In [8]:
%matplotlib notebook
%reload_ext autoreload
%autoreload 2

"""
This notebook makes different manifold learning plots (i.e. t-SNE, Isomap etc.)
to illustrate that those methods are not very useful in visualization of shapes 
in terms of topology, although they are supposed to learn "manifold", LMAO.
"""

import os
import sys
import matplotlib.pyplot as plt
import numpy as np

sys.path.append('../')
sys.path.append('../paretoviz')
from paretoviz.utils import fmt
from paretoviz.utils import vectorops as vops
from paretoviz import decorator as dcor
from paretoviz import plotting as pplt

rndstate = np.random.RandomState(seed = 123)

# raw data path
c1raw = "../data/carcrash/carcrash-c1/carcrash-c1-3d.out"
c2raw = "../data/carcrash/carcrash-c2/carcrash-c2-3d.out"

c1path, c1rfname = os.path.split(c1raw)
c2path, c2rfname = os.path.split(c2raw)

c1prefix = c1rfname.split('.')[0]
c2prefix = c2rfname.split('.')[0]

# load the normalized data
c1npts = fmt.load(os.path.join(c1path, c1prefix + "-norm.out"))
c2npts = fmt.load(os.path.join(c2path, c2prefix + "-norm.out"))

# calculate tradeoffs
c1mu = [v[0] if len(v) == 1 else v for v in fmt.load(os.path.join(c1path, c1prefix + "-norm-mu.out"))]
c2mu = [v[0] if len(v) == 1 else v for v in fmt.load(os.path.join(c2path, c2prefix + "-norm-mu.out"))]

# resize by tradeoffs
c1s = dcor.rescale_by_tradeoff(c1mu)
c2s = dcor.rescale_by_tradeoff(c2mu)

# recolor by centroid
c1c = dcor.recolor_by_centroid(c1npts, factor = 4.0)
c2c = dcor.recolor_by_centroid(c2npts, factor = 1.5)

# recolor by tradeoff
(c1c, c1kidx) = dcor.recolor_by_tradeoff(c1s, c1c)
(c2c, c2kidx) = dcor.recolor_by_tradeoff(c2s, c2c)

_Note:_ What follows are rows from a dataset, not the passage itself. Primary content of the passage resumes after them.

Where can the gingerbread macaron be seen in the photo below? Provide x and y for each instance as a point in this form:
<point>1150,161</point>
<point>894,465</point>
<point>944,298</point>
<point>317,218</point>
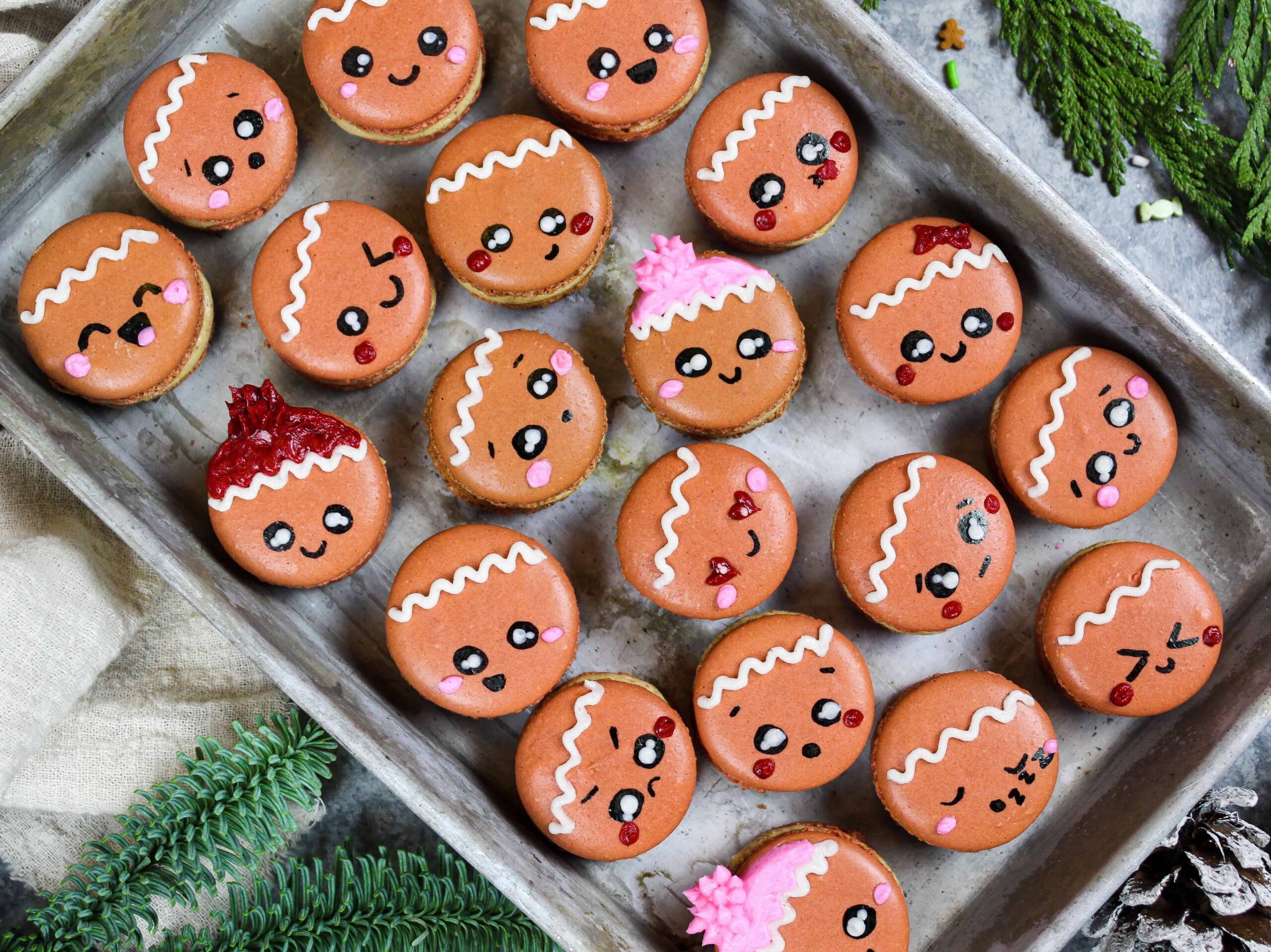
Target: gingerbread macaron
<point>772,162</point>
<point>713,344</point>
<point>1083,437</point>
<point>617,69</point>
<point>115,309</point>
<point>394,72</point>
<point>342,294</point>
<point>922,543</point>
<point>298,498</point>
<point>1129,628</point>
<point>482,621</point>
<point>805,887</point>
<point>518,212</point>
<point>783,702</point>
<point>516,421</point>
<point>212,140</point>
<point>929,310</point>
<point>965,760</point>
<point>605,767</point>
<point>707,532</point>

# for scatter plot, use the original objective value
c1rpts = fmt.load(c1raw)
c2rpts = fmt.load(c2raw)

# adjust the point size for better vizualization
rpts = c2rpts + c1rpts
U = np.array(rpts)
c1s = [v * 0.33 for v in c1s]
c2s = [v * 0.33 for v in c2s]
for i in c1kidx:
    c1s[i] = c1s[i] * 3.33
for i in c2kidx:
    c2s[i] = c2s[i] * 3.33
s = c2s + c1s
c = c2c + c1c

# find the centroid of the cluster B
muc2 = vops.mean(c2rpts)
muidx = []
for i in range(len(c2rpts)):
    if vops.distlp(c2rpts[i], muc2) < 0.15:
        muidx.append(i)

# paint the centroid to orange and make it bigger
for i in muidx:
    s[i] = s[i] * 20.0
    c[i] = 'red'

(fig, ax) = pplt.scatter(rpts, s = s, c = c, camera = [30, 30], alpha = [0.2, 0.8])
ax.text(1660, 8.50, 0.050, "Cluster A")
ax.text(1690, 6.50, 0.130, "Cluster B")
mutxt = "Centroid \n  of cluster B"
ax.text(rpts[muidx[0]][0], rpts[muidx[0]][1], rpts[muidx[0]][2], mutxt)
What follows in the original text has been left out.